16p11.2 Recurrent Deletion

Review
In: GeneReviews® [Internet]. Seattle (WA): University of Washington, Seattle; 1993.
[updated ].

Excerpt

Clinical characteristics: The 16p11.2 recurrent deletion phenotype is characterized by motor speech disorder, language disorder, motor coordination difficulties, psychiatric conditions, and autistic features. While most, if not all, individuals with the 16p11.2 recurrent deletion experience some degree of developmental delay, the severity varies significantly. Most affected individuals do not have intellectual disability (defined as an IQ of <70), but many have below average cognition and learning disabilities in both verbal and nonverbal domains. Obesity is a feature of this disorder and generally emerges in childhood; BMI in individuals with the 16p11.2 recurrent deletion is significantly higher than in the general population by age five years. Seizures are observed in approximately 25% of individuals with the recurrent deletion. Vertebral anomalies, hearing impairment, macrocephaly, and cardiovascular malformation have each been observed in some individuals. Clinical follow-up data from adults suggests that the greatest medical challenges are obesity and related comorbidities that can be exacerbated by medications used to treat behavioral and psychiatric problems.

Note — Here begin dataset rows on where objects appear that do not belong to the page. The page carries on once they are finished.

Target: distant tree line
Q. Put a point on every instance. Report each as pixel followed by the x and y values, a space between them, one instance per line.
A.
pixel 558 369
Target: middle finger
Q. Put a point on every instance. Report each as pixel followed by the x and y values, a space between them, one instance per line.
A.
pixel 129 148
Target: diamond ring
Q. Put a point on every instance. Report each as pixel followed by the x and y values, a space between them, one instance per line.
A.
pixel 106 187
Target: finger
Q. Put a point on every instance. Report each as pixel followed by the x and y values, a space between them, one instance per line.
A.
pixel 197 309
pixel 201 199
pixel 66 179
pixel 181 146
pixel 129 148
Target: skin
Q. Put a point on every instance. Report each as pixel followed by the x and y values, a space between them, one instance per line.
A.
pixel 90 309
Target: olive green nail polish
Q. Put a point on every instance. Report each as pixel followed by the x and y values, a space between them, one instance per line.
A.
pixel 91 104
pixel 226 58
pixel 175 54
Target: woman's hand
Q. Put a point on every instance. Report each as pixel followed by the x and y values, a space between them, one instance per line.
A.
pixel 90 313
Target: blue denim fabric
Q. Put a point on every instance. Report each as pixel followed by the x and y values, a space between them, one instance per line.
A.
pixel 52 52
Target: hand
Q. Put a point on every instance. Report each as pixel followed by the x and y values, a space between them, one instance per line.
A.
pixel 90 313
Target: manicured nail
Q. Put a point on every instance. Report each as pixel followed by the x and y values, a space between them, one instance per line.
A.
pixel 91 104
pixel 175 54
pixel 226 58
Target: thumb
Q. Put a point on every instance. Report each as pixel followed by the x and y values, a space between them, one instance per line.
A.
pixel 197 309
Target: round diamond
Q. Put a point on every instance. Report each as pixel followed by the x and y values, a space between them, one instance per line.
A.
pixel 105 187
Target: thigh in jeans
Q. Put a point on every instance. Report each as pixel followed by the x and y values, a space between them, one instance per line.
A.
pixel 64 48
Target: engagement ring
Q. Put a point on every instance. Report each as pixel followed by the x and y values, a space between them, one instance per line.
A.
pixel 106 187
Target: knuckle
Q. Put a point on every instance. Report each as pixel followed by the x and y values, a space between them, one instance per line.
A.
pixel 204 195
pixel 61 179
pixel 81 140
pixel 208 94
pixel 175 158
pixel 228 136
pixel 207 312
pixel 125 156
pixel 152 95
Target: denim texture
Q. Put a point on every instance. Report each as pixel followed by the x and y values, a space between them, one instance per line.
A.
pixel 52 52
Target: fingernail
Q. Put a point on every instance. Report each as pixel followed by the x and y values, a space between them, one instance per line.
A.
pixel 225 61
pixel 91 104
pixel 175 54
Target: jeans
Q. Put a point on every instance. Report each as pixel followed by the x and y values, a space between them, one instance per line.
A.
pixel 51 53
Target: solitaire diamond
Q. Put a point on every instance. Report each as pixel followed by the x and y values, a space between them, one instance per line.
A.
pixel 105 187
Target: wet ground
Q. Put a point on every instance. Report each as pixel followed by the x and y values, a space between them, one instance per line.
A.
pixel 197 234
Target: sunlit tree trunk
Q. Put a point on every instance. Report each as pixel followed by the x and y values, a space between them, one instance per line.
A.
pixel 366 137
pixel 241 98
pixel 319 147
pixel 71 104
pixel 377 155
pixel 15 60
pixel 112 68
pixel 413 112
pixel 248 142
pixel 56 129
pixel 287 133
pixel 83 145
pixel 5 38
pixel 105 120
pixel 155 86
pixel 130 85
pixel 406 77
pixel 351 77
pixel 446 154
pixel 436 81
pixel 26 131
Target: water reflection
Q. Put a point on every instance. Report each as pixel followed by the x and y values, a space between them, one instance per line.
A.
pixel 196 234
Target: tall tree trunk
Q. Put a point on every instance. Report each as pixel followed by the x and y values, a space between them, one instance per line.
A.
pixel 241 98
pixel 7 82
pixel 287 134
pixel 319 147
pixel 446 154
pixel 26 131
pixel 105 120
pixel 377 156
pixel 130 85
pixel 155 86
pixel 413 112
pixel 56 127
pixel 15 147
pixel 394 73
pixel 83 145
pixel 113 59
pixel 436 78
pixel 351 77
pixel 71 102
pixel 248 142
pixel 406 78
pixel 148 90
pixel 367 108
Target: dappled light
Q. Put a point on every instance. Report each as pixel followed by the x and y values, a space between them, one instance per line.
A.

Diagnosis/testing: The diagnosis of 16p11.2 recurrent deletion is established by detection of a heterozygous ~593-kb recurrent deletion at the approximate position of chr16:29638676-30188531 in the reference genome (NCBI Build 38).

Management: Treatment of manifestations: Treatment should be targeted to the specific deficits identified. Full developmental assessment, including neuropsychological testing by a clinical psychologist, is strongly suggested to establish neurodevelopmental needs and treatment recommendations. Standard treatment by a neurologist for seizures or movement disorders. Because of the high risk of obesity beginning in adolescence, encourage healthy eating habits with attention to portion size and an active lifestyle from a young age. Routine management of vertebral anomalies, hearing loss, and congenital heart defects.

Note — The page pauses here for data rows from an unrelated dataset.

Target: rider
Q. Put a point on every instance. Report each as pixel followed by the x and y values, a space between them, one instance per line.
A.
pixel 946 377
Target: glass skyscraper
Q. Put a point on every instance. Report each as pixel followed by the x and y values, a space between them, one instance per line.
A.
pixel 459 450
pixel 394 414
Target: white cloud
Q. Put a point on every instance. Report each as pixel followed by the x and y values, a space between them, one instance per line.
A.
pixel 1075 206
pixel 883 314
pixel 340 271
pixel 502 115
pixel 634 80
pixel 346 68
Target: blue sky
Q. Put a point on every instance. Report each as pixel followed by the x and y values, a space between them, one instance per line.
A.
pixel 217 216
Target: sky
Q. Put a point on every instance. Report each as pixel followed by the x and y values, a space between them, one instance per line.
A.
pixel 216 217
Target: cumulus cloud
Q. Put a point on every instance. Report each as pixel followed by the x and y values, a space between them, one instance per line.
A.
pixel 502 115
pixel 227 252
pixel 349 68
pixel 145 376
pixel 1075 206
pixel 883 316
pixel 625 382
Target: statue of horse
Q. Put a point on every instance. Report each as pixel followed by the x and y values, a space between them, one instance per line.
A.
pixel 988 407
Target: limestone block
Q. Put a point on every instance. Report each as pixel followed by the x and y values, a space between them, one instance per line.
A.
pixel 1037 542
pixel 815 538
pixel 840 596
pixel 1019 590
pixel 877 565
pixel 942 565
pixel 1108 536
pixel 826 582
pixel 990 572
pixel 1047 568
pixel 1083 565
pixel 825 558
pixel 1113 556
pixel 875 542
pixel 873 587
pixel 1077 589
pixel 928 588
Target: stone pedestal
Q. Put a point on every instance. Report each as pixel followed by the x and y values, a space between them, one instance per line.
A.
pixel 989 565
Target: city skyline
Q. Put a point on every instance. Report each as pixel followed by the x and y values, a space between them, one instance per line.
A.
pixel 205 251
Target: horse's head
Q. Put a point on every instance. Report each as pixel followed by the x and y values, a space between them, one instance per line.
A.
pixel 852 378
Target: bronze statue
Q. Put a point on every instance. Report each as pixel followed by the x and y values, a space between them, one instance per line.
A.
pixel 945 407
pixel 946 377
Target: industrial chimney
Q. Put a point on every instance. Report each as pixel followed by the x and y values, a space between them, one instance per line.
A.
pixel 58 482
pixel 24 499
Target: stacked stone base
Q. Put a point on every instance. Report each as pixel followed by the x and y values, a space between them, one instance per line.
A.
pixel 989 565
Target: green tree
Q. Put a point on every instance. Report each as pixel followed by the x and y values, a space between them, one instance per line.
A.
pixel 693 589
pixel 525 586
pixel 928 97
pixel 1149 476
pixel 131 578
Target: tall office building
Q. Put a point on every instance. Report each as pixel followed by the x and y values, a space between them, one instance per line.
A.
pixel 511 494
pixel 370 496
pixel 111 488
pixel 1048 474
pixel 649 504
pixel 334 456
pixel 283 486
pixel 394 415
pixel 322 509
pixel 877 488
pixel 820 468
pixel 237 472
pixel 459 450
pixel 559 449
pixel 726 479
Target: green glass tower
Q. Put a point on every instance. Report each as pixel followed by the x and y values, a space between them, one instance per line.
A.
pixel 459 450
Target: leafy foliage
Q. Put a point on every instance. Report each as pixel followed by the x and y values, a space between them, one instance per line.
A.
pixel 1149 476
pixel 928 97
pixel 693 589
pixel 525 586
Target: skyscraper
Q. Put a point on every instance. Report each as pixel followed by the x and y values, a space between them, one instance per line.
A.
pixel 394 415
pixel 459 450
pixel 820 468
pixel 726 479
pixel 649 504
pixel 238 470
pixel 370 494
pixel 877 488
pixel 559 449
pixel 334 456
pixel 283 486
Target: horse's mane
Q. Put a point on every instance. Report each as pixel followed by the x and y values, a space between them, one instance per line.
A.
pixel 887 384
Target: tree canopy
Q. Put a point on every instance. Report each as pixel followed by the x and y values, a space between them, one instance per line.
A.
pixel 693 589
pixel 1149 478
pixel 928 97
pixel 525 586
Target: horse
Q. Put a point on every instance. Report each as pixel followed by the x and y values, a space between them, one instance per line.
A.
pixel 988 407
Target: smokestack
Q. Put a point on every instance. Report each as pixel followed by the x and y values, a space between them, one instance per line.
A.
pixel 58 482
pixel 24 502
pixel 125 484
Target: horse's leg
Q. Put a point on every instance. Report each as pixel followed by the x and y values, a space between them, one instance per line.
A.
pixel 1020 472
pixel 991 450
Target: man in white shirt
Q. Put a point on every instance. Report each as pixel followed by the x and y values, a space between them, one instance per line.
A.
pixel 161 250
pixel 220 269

Surveillance: Routine surveillance of growth parameters and calculation of BMI after age two years. Monitor developmental progress and educational needs and provide behavioral assessment at each visit. Monitor those with seizures as clinically indicated and monitor for any new neurologic changes, scoliosis, or hearing loss. For those with obesity, monitor blood pressure and fasting blood glucose.

Genetic counseling: The 16p11.2 recurrent deletion is de novo in most probands. Less commonly, the deletion is transmitted from a parent to a child in an autosomal dominant manner.

Once a 16p11.2 recurrent deletion has been identified in a family member, prenatal and preimplantation genetic testing are possible. Interpretation of results from prenatal testing is challenging given the inherent difficulty in accurately predicting the phenotype.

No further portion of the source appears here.